The video demonstrates running the massive DeepSeek V4 Pro and Flash models at aggressive 2-bit quantization using distributed computing across two Macs to fit within memory constraints, successfully generating basic runnable code like Snake and Tetris despite some limitations in complex tasks. It also explores the potential of collaborative AI model hosting to overcome hardware limits, highlighting both the promise and challenges of extreme quantization and local large model deployment.
In this video, the presenter explores running DeepSeek V4 Pro and Flash models at aggressive 2-bit quantizations to fit within the memory constraints of a 128 GB system. DeepSeek V4 Pro, with its massive 1.6 trillion parameters, is too large for a single machine, so the presenter uses distributed computing across two Macs—a Mac Studio and a MacBook Pro—to share the workload. The goal is to test whether these heavily compressed models can still produce coherent outputs, particularly focusing on generating runnable code like simple games such as Snake and Tetris.
The Flash model at 2.8-bit quantization successfully generated a Snake game and a Tetris game that ran in the browser, using about 95 GB of memory and producing tokens at around 24-25 tokens per second. However, when attempting more complex tasks like a 3D version of Tetris, the output failed to run properly, resulting in a black screen. This highlighted the limitations of extreme quantization for advanced coding tasks, though basic coding and creative writing still showed promise.

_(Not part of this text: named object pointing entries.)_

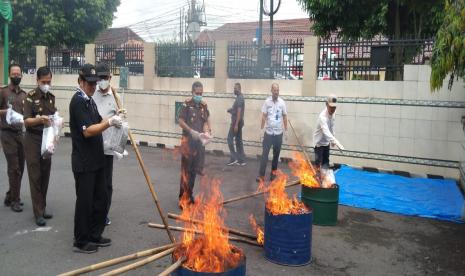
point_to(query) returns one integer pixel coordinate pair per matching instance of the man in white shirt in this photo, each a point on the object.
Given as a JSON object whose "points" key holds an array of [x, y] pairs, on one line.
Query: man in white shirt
{"points": [[324, 133], [106, 105], [274, 120]]}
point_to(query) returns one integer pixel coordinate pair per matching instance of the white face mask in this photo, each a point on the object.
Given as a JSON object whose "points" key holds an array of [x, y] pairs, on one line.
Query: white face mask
{"points": [[44, 88], [103, 84]]}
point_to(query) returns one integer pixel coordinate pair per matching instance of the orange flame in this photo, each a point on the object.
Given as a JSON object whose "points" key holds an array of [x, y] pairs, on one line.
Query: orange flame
{"points": [[300, 168], [277, 201], [257, 229], [207, 247]]}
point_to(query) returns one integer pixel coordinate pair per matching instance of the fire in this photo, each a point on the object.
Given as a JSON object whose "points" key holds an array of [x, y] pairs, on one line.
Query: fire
{"points": [[257, 229], [207, 247], [277, 201], [300, 168]]}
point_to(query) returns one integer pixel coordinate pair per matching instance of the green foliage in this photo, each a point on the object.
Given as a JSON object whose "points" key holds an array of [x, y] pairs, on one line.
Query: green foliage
{"points": [[449, 47], [366, 18], [58, 23]]}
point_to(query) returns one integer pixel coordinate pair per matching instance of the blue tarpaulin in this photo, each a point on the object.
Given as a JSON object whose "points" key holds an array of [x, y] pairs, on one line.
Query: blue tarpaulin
{"points": [[431, 198]]}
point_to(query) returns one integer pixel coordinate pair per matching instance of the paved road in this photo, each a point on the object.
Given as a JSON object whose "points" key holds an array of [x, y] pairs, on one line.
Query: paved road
{"points": [[363, 243]]}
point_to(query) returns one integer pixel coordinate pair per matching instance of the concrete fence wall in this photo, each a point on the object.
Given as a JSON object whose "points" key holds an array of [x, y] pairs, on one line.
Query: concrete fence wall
{"points": [[390, 125]]}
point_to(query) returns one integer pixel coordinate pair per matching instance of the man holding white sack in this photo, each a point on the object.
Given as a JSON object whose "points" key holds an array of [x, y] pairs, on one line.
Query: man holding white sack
{"points": [[12, 96], [87, 161], [107, 107], [38, 107], [323, 135]]}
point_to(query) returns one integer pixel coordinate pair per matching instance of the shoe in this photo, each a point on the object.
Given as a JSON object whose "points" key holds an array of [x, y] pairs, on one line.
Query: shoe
{"points": [[47, 215], [7, 202], [89, 248], [16, 207], [102, 242], [40, 221]]}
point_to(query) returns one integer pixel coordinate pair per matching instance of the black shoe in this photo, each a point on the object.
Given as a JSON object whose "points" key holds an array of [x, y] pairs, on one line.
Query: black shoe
{"points": [[40, 221], [7, 202], [16, 207], [47, 215], [102, 242], [87, 249]]}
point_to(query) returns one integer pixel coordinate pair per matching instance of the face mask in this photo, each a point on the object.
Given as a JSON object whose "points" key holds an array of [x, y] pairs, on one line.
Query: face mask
{"points": [[15, 81], [103, 84], [197, 99], [44, 88]]}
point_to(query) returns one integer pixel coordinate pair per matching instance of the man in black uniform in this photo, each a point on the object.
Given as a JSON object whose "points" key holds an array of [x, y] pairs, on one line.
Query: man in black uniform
{"points": [[39, 104], [12, 136], [193, 119], [87, 160]]}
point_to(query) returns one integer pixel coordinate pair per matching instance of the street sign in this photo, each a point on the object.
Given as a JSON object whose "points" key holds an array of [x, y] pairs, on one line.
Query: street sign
{"points": [[123, 77]]}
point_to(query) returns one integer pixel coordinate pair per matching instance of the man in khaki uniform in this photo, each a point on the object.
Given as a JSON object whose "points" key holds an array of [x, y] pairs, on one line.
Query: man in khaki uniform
{"points": [[12, 136], [39, 104]]}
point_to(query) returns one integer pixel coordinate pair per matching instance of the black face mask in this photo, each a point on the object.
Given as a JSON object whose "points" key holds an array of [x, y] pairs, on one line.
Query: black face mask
{"points": [[15, 81]]}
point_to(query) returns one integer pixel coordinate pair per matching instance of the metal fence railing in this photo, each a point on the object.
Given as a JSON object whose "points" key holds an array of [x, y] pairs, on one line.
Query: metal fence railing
{"points": [[373, 59], [185, 60], [27, 60], [65, 61], [280, 60], [131, 56]]}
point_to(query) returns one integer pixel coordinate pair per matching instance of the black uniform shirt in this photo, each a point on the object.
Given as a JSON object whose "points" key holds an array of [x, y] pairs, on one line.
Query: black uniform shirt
{"points": [[14, 96], [87, 154]]}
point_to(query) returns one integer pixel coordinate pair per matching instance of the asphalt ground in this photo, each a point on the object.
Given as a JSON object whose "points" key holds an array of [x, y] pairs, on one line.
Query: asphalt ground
{"points": [[364, 242]]}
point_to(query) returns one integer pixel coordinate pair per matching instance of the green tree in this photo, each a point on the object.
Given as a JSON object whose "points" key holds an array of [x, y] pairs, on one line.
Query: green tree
{"points": [[58, 23], [395, 19], [366, 18], [449, 47]]}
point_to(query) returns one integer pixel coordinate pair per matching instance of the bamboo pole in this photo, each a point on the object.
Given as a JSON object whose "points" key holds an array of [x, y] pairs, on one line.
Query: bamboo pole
{"points": [[303, 149], [230, 230], [117, 260], [293, 183], [146, 174], [182, 229], [139, 263], [172, 267]]}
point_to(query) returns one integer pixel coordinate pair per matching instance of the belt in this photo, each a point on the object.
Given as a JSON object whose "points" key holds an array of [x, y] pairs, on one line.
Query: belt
{"points": [[12, 130], [34, 131]]}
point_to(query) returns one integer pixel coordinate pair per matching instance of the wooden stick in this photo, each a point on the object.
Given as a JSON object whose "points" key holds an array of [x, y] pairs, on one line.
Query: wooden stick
{"points": [[303, 149], [293, 183], [182, 229], [230, 230], [118, 260], [139, 263], [147, 176], [172, 267]]}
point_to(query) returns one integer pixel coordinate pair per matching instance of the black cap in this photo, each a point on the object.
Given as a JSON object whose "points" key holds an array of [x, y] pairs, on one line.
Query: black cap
{"points": [[102, 69], [88, 73]]}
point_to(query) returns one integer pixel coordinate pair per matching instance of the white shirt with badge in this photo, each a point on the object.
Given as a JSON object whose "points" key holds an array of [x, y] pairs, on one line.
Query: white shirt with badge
{"points": [[324, 130], [274, 110]]}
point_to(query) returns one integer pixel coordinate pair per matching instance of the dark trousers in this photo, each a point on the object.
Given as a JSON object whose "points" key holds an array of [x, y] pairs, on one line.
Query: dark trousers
{"points": [[109, 178], [238, 153], [12, 143], [91, 206], [270, 140], [38, 170], [322, 156], [192, 161]]}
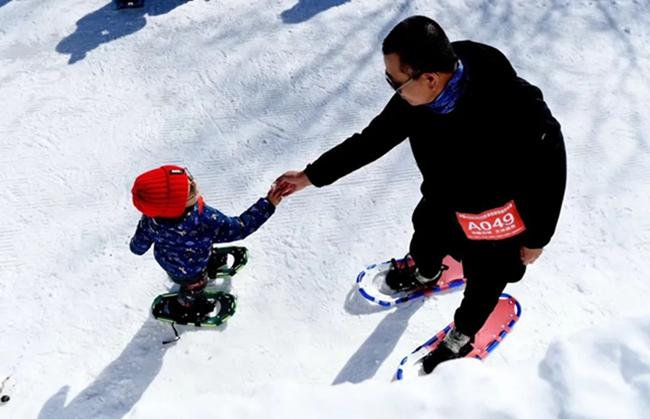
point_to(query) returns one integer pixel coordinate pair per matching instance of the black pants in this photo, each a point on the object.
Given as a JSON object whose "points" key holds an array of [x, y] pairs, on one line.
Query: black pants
{"points": [[488, 265]]}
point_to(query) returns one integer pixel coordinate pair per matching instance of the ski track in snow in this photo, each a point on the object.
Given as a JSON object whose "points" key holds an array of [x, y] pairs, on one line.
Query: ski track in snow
{"points": [[240, 92]]}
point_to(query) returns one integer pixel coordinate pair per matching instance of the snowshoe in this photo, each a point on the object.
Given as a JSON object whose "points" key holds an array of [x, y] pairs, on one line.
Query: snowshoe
{"points": [[496, 328], [211, 309], [226, 261], [372, 282]]}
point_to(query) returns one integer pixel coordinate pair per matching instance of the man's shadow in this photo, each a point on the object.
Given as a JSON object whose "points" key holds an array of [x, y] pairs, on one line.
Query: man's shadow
{"points": [[121, 384], [306, 9], [365, 362], [108, 24]]}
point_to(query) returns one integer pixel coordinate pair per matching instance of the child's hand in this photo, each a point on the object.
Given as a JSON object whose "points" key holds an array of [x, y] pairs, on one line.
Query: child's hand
{"points": [[275, 194]]}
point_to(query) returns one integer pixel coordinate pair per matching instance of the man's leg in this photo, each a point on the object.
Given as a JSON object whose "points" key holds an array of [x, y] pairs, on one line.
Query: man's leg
{"points": [[488, 268]]}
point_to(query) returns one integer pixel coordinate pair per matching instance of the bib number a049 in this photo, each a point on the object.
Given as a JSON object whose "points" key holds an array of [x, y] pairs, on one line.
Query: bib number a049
{"points": [[494, 224]]}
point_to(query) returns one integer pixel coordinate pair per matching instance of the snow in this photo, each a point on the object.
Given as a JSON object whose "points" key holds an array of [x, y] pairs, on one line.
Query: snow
{"points": [[241, 91]]}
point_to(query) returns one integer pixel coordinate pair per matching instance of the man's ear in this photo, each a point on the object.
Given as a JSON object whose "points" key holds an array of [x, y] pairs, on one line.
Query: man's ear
{"points": [[432, 79]]}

For the DeepSeek V4 Pro model, running at 2.8-bit quantization on the distributed setup consumed around 456 GB of memory on the Mac Studio and 70 GB on the MacBook Pro, with token generation at about 12 tokens per second. While the code output looked syntactically correct, logical bugs prevented the Snake game from running properly. Despite this, the model demonstrated strong reasoning capabilities, correctly answering complex logical questions like the trolley problem, indicating that some core intelligence remains intact even under heavy compression.
The presenter also discussed the potential for expanding this distributed computing approach into a larger network or “lobby” where multiple users could pool their computing resources to run massive AI models collaboratively. This concept raises privacy concerns since prompts would be shared across multiple machines, but possible solutions like encryption or different operational modes could mitigate these risks. The presenter invited viewers to express interest in such a system, which could help overcome hardware limitations as AI models continue to grow in size.

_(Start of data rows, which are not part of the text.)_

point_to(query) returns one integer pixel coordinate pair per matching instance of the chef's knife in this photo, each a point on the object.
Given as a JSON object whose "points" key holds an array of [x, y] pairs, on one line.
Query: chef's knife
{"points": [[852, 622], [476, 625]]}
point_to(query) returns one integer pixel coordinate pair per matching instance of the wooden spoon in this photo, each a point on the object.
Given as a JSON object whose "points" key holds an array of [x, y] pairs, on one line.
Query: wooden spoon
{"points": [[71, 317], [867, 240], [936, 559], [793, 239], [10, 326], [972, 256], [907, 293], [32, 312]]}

Overall, the video showcased the challenges and possibilities of running state-of-the-art large language models locally with extreme quantization and distributed computing. While the 2.8-bit quantization approach is not yet ideal for complex coding tasks, it still produces coherent and creative outputs, making it a promising experimental step. The presenter encourages viewers to try the shared quantized models and looks forward to future improvements in hardware, quantization techniques, and collaborative computing to better handle these massive AI systems.